10. Marcus Terentius Varro (116–27 BCE), Günther Enderlein, Gaston Naessens, Wilhelm Reich, Raymond Royal Rife, and Antoine Béchamp all wrote about theories about microscopic life forms in the body, which have been given various names:
• minute creatures: Marcus Varro wrote about which “cannot be seen by the eyes, but which float in the air and enter the body through the mouth and nose and cause serious diseases”.
• “molecular granulations” in biological fluids were actually the elementary units of life. Bechamp named them microzymas—that is, “tiny enzymes”—and credited them with producing both enzymes which ferment and cells while “evolving” amid favorable conditions into multicellular organisms. Béchamp discovered they exist everywhere, stones, fossils, and organic matter; are indestructible and omnipotent in nature; also denied that bacteria could invade a healthy animal and cause disease, claiming instead that unfavorable host and environmental conditions first destabilize the host’s native microzymas and decompose host tissue and thereby produce pathogenic bacteria and also make one prone to infection.
• Protits: Tiny colloids of proteins, sized between 1 and 10 nm, considered the smallest particles in Enderlein’s theory of life origin which appears and disappears “like lightning.” Enderlein also claimed like Bechamp tthat unfavorable host and environmental conditions first destabilize the host’s native microzymas and decompose host tissue and thereby produce pathogenic bacteria and also make one prone to infection.

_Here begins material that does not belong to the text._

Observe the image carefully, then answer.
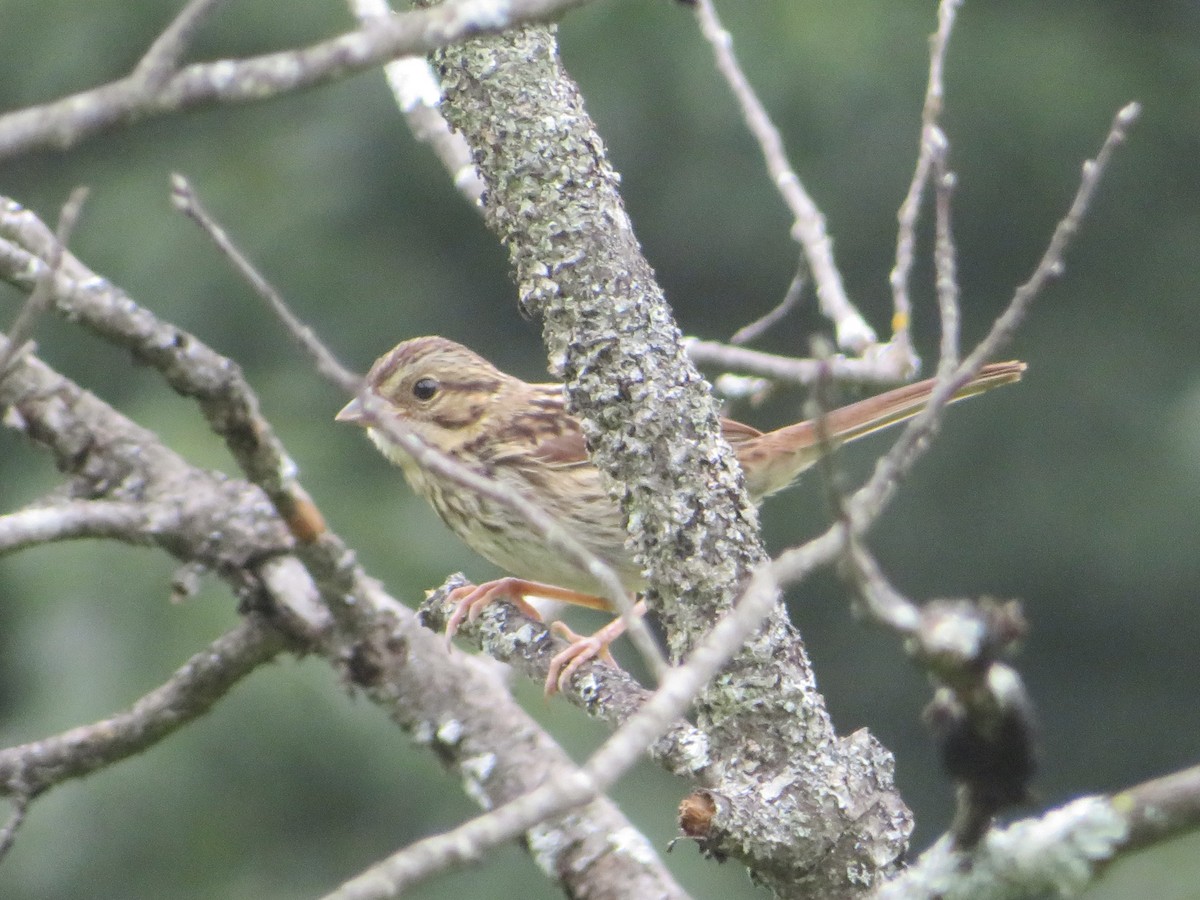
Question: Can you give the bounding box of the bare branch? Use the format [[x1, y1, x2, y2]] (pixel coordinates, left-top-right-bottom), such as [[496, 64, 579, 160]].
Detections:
[[847, 103, 1141, 530], [730, 266, 806, 344], [934, 150, 962, 374], [0, 501, 162, 556], [325, 542, 796, 900], [0, 187, 88, 378], [696, 0, 883, 360], [170, 174, 362, 394], [890, 0, 962, 352], [419, 7, 910, 896], [0, 618, 287, 798], [0, 794, 29, 862], [685, 337, 902, 385], [133, 0, 226, 85], [0, 0, 600, 160], [0, 340, 685, 900], [875, 767, 1200, 900], [347, 0, 484, 209]]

• “nanobacteria”: Raymond Royal Rife reported observing tiny, motile entities he named “BX” or “cancer virus” after culturing cancer tissues using specific methods. Rife wrote about ultramicroscopic organisms, he claimed to have observed and studied extremely small microorganisms that were invisible under conventional microscopes of his time.
• Wilhelm Reich described bions as minute vesicles that exhibited properties such as pulsation, locomotion, and internal vibration. He observed these bions using high-powered microscopes with over 3000x magnification. Reich’s research on bions led him to explore their potential role in the origin of life and their relationship to cancer cells.
11. We claim and believe that Life is in the Blood. That the endobiont of Bechamp, Enderlein, and Reich resides in the blood as vital to the host, and unfavorable host and environmental conditions first destabilize the host’s native microzymas (life giving enzymes) and decompose host tissue and thereby produce pathogenic bacteria and also make one prone to infection.
These tenets reflect our Christian Monastic Medical Science’s unique interpretation of Christianity, emphasizing spiritual healing and the belief in the illusory nature of the material world and one God who eternally exists as three distinct persons: the Father, the Son, and the Holy Spirit. This mystery of God’s triune nature is central to Christian theology and worship.
We affirm the principles and therapeutic practices of Christian Science are cogent and in harmony with traditional native american indigenous religious expression, beliefs and practices of healing ritual and suitable for all NAIC Members.